新年度が近づくと、「そろそろ塾を」と考える家庭は多いものです。

大切なわが子の通う塾ですから、どこにするかをあみだくじで決めるわけにもいきません。「よっしゃまずは下調べ」とはりきってチラシやホームページに目を通し、だいたいの親は天を仰ぎます。ヤダ、びっくりするぐらいよいことしか書いてない!

広告ですから当然といえば当然。そこで今回は、塾のチラシの“正しい”読み解き方を元塾講師の立場から紹介します。
 

要注意1. 合格実績に潜む数字のマジック

「信頼の合格実績」「難関校にも合格者多数!」とチラシに躍る文字を見ると「運命の塾! うちの子も続け!」と、つい前のめりになりますが……。

実は、多くの塾は受験者の分母を明らかにしていません。超難関校に合格した人数が10人だったとして、「100人中10人合格」と「1000人中10人合格」では大きな違いです。

なかには合格者数の年度を明記していない塾も(!)多くあります。直近年度の合格者数かと思いきや、実は“歴代合格者の合計”だったなんてケースは珍しくないのです。入塾してから「話が違う!」とならないよう、数字のマジックには注意しましょう。
 

要注意2. 「マンツーマン」表記なのに1対1じゃない?

個別指導と聞くと「講師1人に対し生徒1人」を想像する人も多いかもしれませんが、実際には1対2や1対3が主流ですし、なかには1対5なんてケースもあります。もはやただの少人数制クラス!
 

私は以前、仕事の関係で全国数百にわたる塾のホームページをチェックしました。その際、「マンツーマン」「完全マンツーマン」をバーンと謳っておきながら、実際には1対1ではない塾を何件も見かけました。
 

つまり一部の塾において、「マンツーマン」とは「お子さんをなるべくしっかり見ておくからね!」という決意表明に過ぎないのです。
 

要注意3. 曖昧すぎる「プロ講師」の定義

「うちの塾は全員プロ講師です!」と自信たっぷりに謳っている塾も少なくありません。しかしこの「プロ講師」、なにをもって「プロ」なのかは怪しいのが正直なところ。
 

なかには「プロ講師の“プロ”とは、学生ではないということ」程度の意味しかない塾も。講師が正社員であることを売りにしている塾は、「正社員講師」と明記する傾向にあります。

なお、アルバイトでも指導力の高い講師はいますが、残業代なしが大半なので授業外のフォローは期待できません。
 

要注意4. 席がないのに「自習室常時開放」って!

塾は授業を受けるだけでなく学習習慣を身につけるところでもありますから、自習室を常時開放している塾は魅力的です。
 

ところが、「常時開放しているって聞いていたのに、実際には希望したときに自習室が使えない!」なんて嘆きもよく聞きます。席数が少なくて希望者全員が座れない塾、事前予約制をとる塾もあります。

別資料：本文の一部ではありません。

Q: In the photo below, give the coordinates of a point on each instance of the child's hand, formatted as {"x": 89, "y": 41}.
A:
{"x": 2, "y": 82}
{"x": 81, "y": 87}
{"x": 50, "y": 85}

ちなみに、生徒を放置しっぱなしで私語がはびこる自習室もあれば、定期的に巡回し教材の配布や質疑応答まで手厚く対応している自習室もあり、同じ自習室といっても塾によって天と地ほどの差があるのが実情です。
 

要注意5. 授業料は安いのに出費が多い!

コストパフォーマンスのよい塾に入りたいのは皆同じです。でも、「ここ授業料が安い!」と勢いで塾を決めるのはキケンな行為。
 

塾にかかる費用は授業料だけでなく、入会費や教材費、設備維持費、季節講習費、イベント参加費など追加で出費が発生することがままあります。のちのち困惑しないよう、塾に出費の詳細を確認しておきたいものです。
 

ブラックな塾は指導力も

チラシやホームページの情報を鵜呑みにしてしまうのも、オススメできません。見学時に「実情はどうなのか」と突っ込んだ質問をしてみるのが一番です。ちなみに私のおすすめは、塾のホームページの「採用情報」をチェックすること。講師の待遇が悪い塾によい先生は集まりませんから……参考にしてみてくださいね。